Okay, this is not going to be my last shot at this idea, but I had a discussion with my 12-year old last night on the way home from baseball practice that began something like this: "Dad? What's going to happen to us when the sun burns out?" "I don't think we'll live to see that," I said. "I didn't mean me and you, stupid. I meant the human race, life on earth." (This kid is capable of sustained discourse, so we thought out loud as we drove and arrived at some interesting thoughts which I felt could help provide some perspective for this blog.)

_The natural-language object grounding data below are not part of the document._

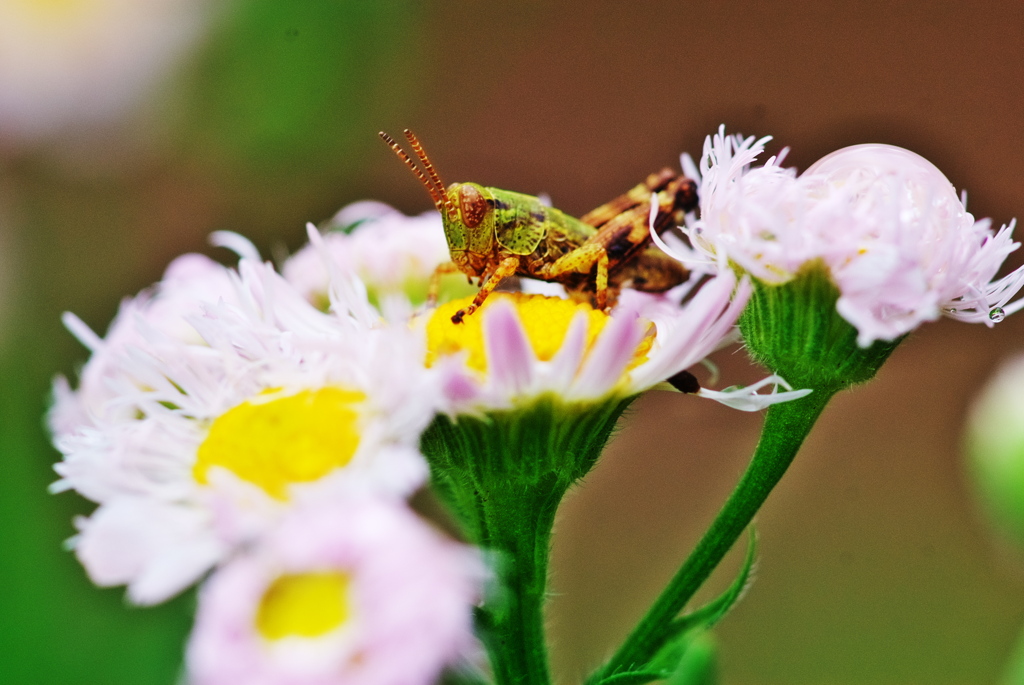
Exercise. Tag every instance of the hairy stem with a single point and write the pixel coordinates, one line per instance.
(784, 429)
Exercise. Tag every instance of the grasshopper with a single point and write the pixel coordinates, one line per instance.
(494, 234)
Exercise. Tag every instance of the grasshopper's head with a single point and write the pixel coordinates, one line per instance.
(467, 209)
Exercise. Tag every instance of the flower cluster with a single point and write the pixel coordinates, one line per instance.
(263, 428)
(260, 431)
(225, 423)
(886, 223)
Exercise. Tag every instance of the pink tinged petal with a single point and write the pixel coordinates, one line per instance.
(510, 357)
(705, 322)
(565, 364)
(241, 246)
(412, 592)
(615, 347)
(748, 399)
(157, 549)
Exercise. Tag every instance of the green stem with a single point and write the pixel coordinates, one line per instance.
(512, 626)
(502, 475)
(785, 427)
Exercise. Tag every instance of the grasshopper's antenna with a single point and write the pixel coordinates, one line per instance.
(431, 188)
(422, 156)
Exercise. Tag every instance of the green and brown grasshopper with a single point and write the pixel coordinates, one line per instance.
(494, 234)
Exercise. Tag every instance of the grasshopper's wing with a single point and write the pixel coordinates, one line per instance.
(520, 221)
(638, 196)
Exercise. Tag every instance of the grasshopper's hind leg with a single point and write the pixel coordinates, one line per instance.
(507, 267)
(591, 257)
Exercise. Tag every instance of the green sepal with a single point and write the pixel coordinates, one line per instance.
(545, 445)
(698, 665)
(502, 475)
(687, 655)
(795, 331)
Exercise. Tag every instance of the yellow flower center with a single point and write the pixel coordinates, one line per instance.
(273, 441)
(305, 605)
(545, 319)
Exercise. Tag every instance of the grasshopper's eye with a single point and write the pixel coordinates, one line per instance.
(472, 205)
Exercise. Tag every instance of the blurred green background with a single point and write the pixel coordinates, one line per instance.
(876, 566)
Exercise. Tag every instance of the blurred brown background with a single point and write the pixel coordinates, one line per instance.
(876, 566)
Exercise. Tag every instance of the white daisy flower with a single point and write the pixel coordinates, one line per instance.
(896, 240)
(81, 62)
(355, 592)
(518, 347)
(393, 254)
(276, 402)
(157, 315)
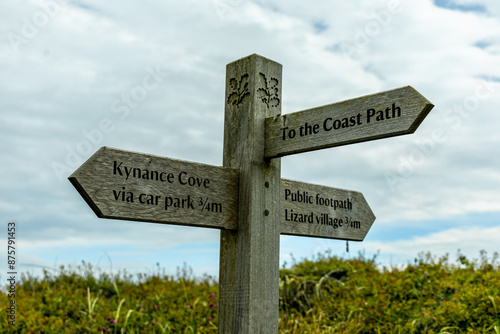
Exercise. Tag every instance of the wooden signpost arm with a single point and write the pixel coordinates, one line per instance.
(249, 257)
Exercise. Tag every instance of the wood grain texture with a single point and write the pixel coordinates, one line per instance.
(119, 184)
(249, 259)
(347, 122)
(318, 211)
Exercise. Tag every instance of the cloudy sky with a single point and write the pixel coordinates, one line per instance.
(68, 69)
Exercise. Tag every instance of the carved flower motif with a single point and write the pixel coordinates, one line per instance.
(269, 94)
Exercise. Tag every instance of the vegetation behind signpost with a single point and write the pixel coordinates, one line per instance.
(328, 294)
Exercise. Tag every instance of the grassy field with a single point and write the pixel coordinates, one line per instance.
(325, 295)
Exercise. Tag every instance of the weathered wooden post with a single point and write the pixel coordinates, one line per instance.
(242, 198)
(249, 257)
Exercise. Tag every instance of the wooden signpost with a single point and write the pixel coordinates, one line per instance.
(246, 198)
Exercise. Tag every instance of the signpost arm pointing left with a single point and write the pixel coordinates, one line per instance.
(249, 258)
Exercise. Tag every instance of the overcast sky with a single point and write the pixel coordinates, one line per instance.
(68, 66)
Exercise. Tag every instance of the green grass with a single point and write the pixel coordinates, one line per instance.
(325, 295)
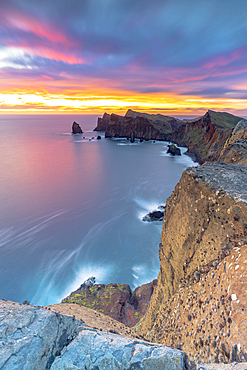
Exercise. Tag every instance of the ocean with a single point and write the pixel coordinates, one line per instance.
(71, 208)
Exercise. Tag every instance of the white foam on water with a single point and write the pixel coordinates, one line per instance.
(143, 274)
(146, 207)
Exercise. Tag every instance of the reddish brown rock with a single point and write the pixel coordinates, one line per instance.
(115, 300)
(203, 258)
(102, 122)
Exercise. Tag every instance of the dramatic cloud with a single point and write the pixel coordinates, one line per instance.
(159, 48)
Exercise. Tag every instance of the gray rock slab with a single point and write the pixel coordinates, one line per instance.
(94, 350)
(31, 336)
(233, 366)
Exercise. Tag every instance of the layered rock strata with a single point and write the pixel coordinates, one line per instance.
(205, 221)
(92, 350)
(235, 148)
(31, 337)
(76, 128)
(206, 136)
(102, 123)
(115, 300)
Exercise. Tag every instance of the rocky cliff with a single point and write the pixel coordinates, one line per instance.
(102, 123)
(206, 136)
(34, 338)
(235, 148)
(141, 126)
(115, 300)
(199, 303)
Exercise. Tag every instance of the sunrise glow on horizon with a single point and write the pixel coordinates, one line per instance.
(163, 57)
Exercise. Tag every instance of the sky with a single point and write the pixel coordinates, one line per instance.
(174, 57)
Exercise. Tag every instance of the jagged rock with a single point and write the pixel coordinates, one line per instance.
(76, 129)
(235, 148)
(173, 150)
(114, 300)
(103, 122)
(93, 350)
(205, 136)
(142, 125)
(201, 288)
(31, 336)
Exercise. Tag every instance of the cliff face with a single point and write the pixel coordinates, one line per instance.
(115, 300)
(205, 137)
(102, 122)
(205, 219)
(235, 148)
(141, 125)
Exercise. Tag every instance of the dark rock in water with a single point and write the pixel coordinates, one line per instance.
(173, 149)
(89, 282)
(76, 128)
(132, 137)
(154, 216)
(103, 122)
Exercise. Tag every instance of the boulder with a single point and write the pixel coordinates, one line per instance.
(93, 350)
(31, 336)
(76, 129)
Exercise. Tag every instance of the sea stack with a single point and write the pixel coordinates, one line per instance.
(76, 128)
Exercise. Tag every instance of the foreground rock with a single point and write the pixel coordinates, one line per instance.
(76, 128)
(92, 350)
(115, 300)
(31, 337)
(199, 304)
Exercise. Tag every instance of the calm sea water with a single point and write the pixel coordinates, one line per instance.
(71, 208)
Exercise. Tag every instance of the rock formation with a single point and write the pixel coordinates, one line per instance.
(199, 304)
(76, 128)
(235, 148)
(173, 150)
(92, 350)
(206, 136)
(32, 337)
(115, 300)
(102, 122)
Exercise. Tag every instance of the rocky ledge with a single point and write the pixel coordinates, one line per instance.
(199, 304)
(32, 337)
(115, 300)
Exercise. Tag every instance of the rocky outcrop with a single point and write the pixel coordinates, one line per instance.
(173, 150)
(93, 350)
(102, 122)
(76, 128)
(115, 300)
(205, 137)
(31, 337)
(204, 232)
(235, 148)
(141, 126)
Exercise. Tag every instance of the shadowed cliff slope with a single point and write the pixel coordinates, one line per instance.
(205, 219)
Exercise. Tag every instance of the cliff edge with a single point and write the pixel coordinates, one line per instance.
(200, 301)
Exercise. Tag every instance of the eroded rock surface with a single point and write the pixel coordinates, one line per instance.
(76, 128)
(92, 350)
(31, 336)
(205, 221)
(115, 300)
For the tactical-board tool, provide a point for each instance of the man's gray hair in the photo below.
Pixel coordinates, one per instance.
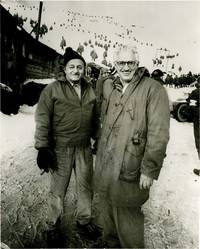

"Yes, I agree, son, life on earth as we know it will at some time in the future end." "How?" We brainstormed: Asteroid/meteorite, like the dinosaurs. Ice age. Dying out of the core. Flooding. Environmental disaster. Cataclysm of another natural sort. Total war. Nuclear winter. Sun burning out. Moon crashing in or flying out of orbit. Etc. (You'd be surprised at the power of a 12-year old's imagination when he's thinking about destruction.) Leastways, we concluded, it's going to happen sooner or later.

"What then, dad?"
"Well, son, the large reptilians had their day ruling the planet until some cataclysm killed them all out—they think it was meteorite hitting the Yucatan. We are the mammalians and, as of now, the highest evolved form of life. What could come next?"
"Insects!"
"Good guess, son. And they would probably develop intelligence and grow large and dominate the planet in their own way."
"Cool. Hey, what if we built giant spaceships and started heading out to the stars looking for new planets to inhabit before then?"
"Brilliant question, son. Mars might be our first candidate."
"Oh yeah, I loved that rover we sent up there. I'd like to build robots like that one day."
"Great, son. Of course, if we wanted to go there we'd have to learn to live in a completely man-made environment."
"Like the Biodome?"
"Something like that."
"Boy, I sure would want to be around to see that."
"Well, I don't think it'll happen in either of our lifetimes, son, but what we can do is try to keep this in mind—let's call it "the project of humanity"—and live our lives trying to contribute to making it possible."
"Like inventing spaceships that can travel at the speed of light?"
"Sure, son, why not? Or, what about developing ways to keep us from getting sick? Or, what about achieving a politics that doesn't involve aggression and self-destructiveness? I mean, if we're all on one big spaceship and we start fighting among ourselves then we could destroy the ship."
"That's right, dad."
"And I think we would have to come up with some way of helping us remember from generation to generation why we're all sailing around in this great big spaceship. If we forget that we have this big survival project and that we're trying to seek out new worlds capable of sustaining life we're likely to get depressed or something."
"What about being able to morph so we can go down black holes into other dimensions and stuff?"
"Sounds about right, son, but ambitious. Just remember: baby steps. Think about what we can do with our lives to contribute to this big project of preserving life as we know it."
"Human life, dad."
"Right. But remember, distances in space are so vast that traveling around the galaxy or even farther will take enormous amounts of time. Generations upon generations. Tens of thousands of years—more than the life-span of human civilization. We're likely to evolve over that time and we'll have to have measures to adapt to space life."
"Wow."
"Just remember, son. Baby steps. Got any homework?"

26 December 2007

Life: Of Which Is Variety the Spice



One argument is that life, in all its myriad forms, is simply the expression of DNA's survival mechanism in the hostile/friendly [?] environment of planet Earth. That's an interesting form of determinism which incorporates our notions of free will into itself. That is, our exercise of free will is really an effort toward survival—of the individual, of the species, of DNA, of life itself—as conditioned by (in response to) our environmental circumstances.

Is that, indeed, the meaning of life? Is that the purpose? The survival of the species? Of DNA? Of life itself?

On other worlds, could we conceive something configured differently from DNA to be the foundation of all life? Competitive, though radically different, life forms?